Definitions. A utility function is any real function. A penalty is a real non-decreasing function p(x) such that p(x) = 0 if x ≤ xlegal, for some fixed xlegal value. The penalty is said to be zero-tolerance if it has the form p0 + r(x) for x < xlegal, with p0 > 0 and r(x) non-decreasing. On the other hand, p(x) is progressive if it is continuous.
Theorem.
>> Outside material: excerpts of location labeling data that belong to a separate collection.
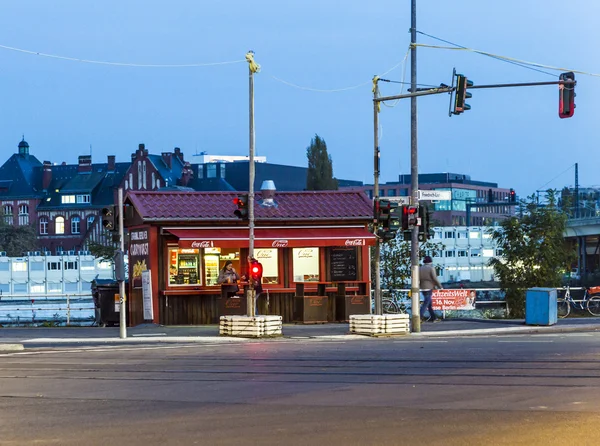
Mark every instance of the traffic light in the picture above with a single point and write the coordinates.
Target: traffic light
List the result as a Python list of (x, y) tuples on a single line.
[(256, 271), (241, 201), (109, 218), (410, 215), (566, 95), (461, 94)]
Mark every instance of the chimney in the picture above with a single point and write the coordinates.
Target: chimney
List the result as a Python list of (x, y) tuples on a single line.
[(186, 175), (111, 163), (85, 164), (46, 175), (177, 152), (167, 159)]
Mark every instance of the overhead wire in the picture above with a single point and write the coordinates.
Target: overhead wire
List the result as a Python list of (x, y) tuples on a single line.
[(120, 64), (522, 65)]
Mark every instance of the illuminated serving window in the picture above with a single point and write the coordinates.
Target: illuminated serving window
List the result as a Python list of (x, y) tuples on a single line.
[(184, 267), (306, 264), (214, 261), (268, 259)]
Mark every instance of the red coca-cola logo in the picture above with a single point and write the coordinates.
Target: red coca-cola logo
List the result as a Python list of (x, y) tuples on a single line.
[(202, 244), (355, 242)]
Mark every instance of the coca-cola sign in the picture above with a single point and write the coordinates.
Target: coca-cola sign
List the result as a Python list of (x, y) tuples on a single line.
[(202, 244), (355, 242)]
Let u(x) be a continuous unimodal utility function with maximum at xmax > xlegal and p(x) = p0 + r(x) a zero-tolerance penalty such that u(xlegal) − ε ≥ w(x) = u(x) − p(x) for x > xlegal and some ε > 0. There is then a progressive penalty p'(x) such that u(xlegal) > u(x) − p'(x) and p'(x) ≤ p(x) for x > xlegal.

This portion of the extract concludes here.